Rinse the dried corn husks under running water. Transfer them to a bowl of hot water and weigh them down so they stay submerged. Let them soak while you prepare the sauce, meat, and masa.
Place the pork in a large pot and cover it with enough water to fully submerge the meat. Add the onion, garlic, and salt to the pot to season the pork as it cooks.
Turn the heat to high and bring the water to a boil. Once it begins to boil, skim off any foam that rises to the surface to keep the broth clear.
After skimming, reduce the heat to medium-low to let the pork simmer gently. Cover the pot partially with a lid and cook the pork for 1 hour and 40 minutes to 2 hours, or until very tender.
Check occasionally to make sure the pork remains covered with water, adding more hot water as needed.
When the pork is tender enough to shred easily with a fork, turn off the heat and let the meat cool completely in its cooking broth; this helps keep the pork juicy and flavorful. Shred the meat and strain the broth—reserve 9 cups of it for the masa.
While the meat is cooling, prepare the green sauce. In a large pot, bring water to a boil, then add the serrano and jalapeño chiles and cook until almost tender, about 10 to 15 minutes.
Add the tomatillos, onion, and 2 garlic cloves, and simmer until the tomatillos soften and change color, about ten minutes, taking care not to let the tomatillos burst.
In a blender, add half of the cooked tomatillos, all of the chiles, cooked onion, one raw garlic clove, and the two cooked garlic cloves, and blend until smooth.
Then add the remaining tomatillos and the cilantro, blending again until the salsa is smooth and thick without adding extra water.
In a large saucepan, heat the oil until shimmering, then pour in the blended salsa verde.
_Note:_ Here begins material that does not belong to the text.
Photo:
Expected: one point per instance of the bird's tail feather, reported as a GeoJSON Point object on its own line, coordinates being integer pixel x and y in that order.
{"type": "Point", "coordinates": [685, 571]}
Season with salt and simmer until thickened, about fifteen minutes.
Prepare the masa by beating the lard with a hand mixer, along with the salt and baking powder, until very light and fluffy, similar to meringue.
Add the masa harina, alternating with the hot pork broth, mixing by hand until the mixture is very smooth and resembles thick cake batter; if it is more like a paste, add additional broth and continue mixing until the masa reaches a thick cake batter-like texture.
(Test the masa by dropping a small piece into cold water—if it floats, it’s ready.) Adjust seasoning; the masa should taste slightly salty.
Pat dry a soaked corn husk. Spread about ⅓ cup of masa on the smooth side of the husk, extending the masa close to the edges. Add shredded pork and a spoonful of green sauce.
Fold both sides toward the center, then fold the bottom up to seal. Optional: tie each tamal with a strip of corn husk to keep it from opening during cooking.
Fill the bottom of a steamer (tamalera) with 1 to 2 inches of water and add two coins. (When the water is boiling, the coins will rattle; if the sound stops, the water level is low and needs more hot water.)
Line the bottom of the steamer with corn husks, then arrange the tamales upright. Continue filling the steamer until all the tamales are inside.
Cover the tamales with more corn husks and then with a clean kitchen towel. Place the lid on and cook over the stove for at least one hour, starting from the moment the water begins to boil.
After 1 hour and 15 minutes, check a tamal. A tamal is ready when it releases easily from the husk. Let the tamales rest for a few minutes. Serve warm.